Rolando Villazón va bien, merci. Que ses admirateurs soient rassurés : les oiseaux de mauvais augure qui prédisaient au chanteur franco-mexicain une fin de carrière imminente se sont trompés. Il est apparu hier sur la scène de la salle Pleyel dans une forme renouvelée, comme s’il n’avait jamais été contraint par divers problèmes vocaux de mettre la pédale douce. La voix a conservé son velours sombre. Cette couleur caractéristique, si elle évoque moins qu’autrefois Domingo, continue de communiquer un frisson immédiat. Dès le premier air d’ailleurs, le public applaudit son ténor retrouvé avec une ferveur intacte. « La mia letizia infondere » est balancé comme un brindisi. Qu’importe. Le chant de Rolando Villazón est à son image : expansif, enthousiaste, tout d’un bloc. Que celui qui ne goûte pas sa générosité passe son chemin. Ainsi, les numéros se succèdent, attaqués avec la même flamme, embrassés avec la même passion, agités de la même fièvre, comme si le sort du monde à chaque fois en dépendait. Impossible de tenir une telle cadence. De larges plages orchestrales offrent heureusement au ténor un indispensable repos. Dirigé par Guerassim Voronkov, le Czech National Symphony Orchestra remplit alors dignement son office. Seule la complexité du rare prélude d’Otello désorganise les éléments. Dans l’ouverture d’I Masnadieri, le premier violoncelle, Martin Havelik, montre autant de résolution que le héros de la soirée.
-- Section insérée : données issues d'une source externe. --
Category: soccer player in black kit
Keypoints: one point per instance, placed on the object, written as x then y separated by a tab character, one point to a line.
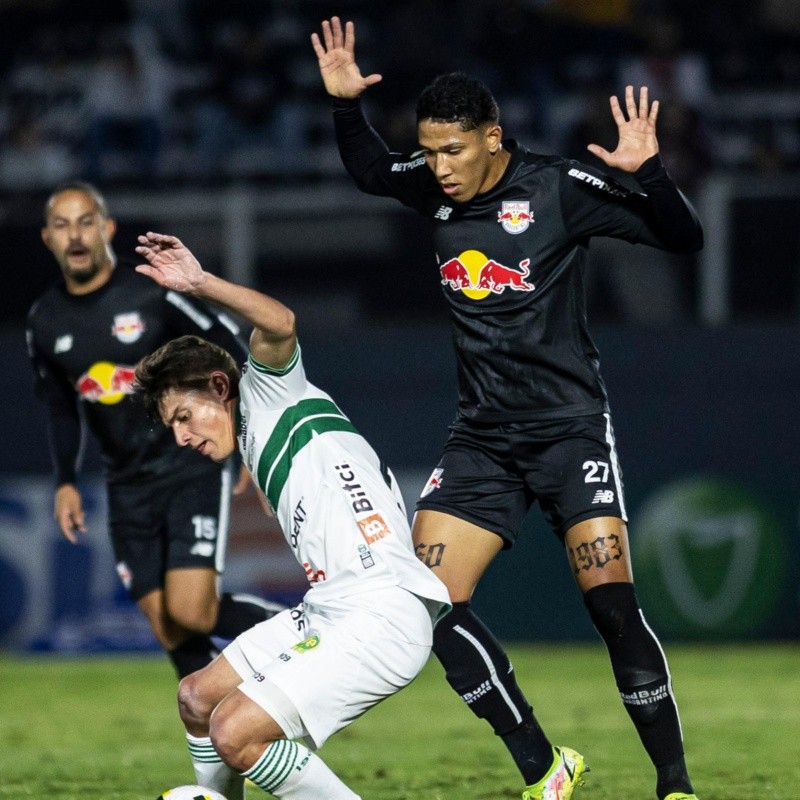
168	506
511	230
Malgré tout, la fatigue commence à faire son ouvrage. Peu à peu, la ligne se distend, les voyelles s’ouvrent exagérément, les reprises de souffle se font bruyantes, la puissance s’amenuise. Mais rien n’entame la véhémence du ténor, comme si, nouvel Icare, il cherchait à repousser encore ses limites. A le voir ainsi se donner sans compter, on se prend à guetter dans le programme les passages qui lui (et nous) offriront un moment de répit. En vain. Même lorsque les mots et la musique l’y autorisent, Rolando Villazón ne desserre pas son étreinte expressive. C’est avec des accents uniformémement dramatiques que s’expriment le désespoir de Corrado, la jalousie de Rodolfo, le remords de Riccardo, la douleur de Macduff. Pourtant, le « perdono aprir » qui conclut « Ah, la paterna mano » a davantage d’impact quand il est murmuré. Rolando y pense puis la deuxième fois, pris dans le feu de l’action, oublie.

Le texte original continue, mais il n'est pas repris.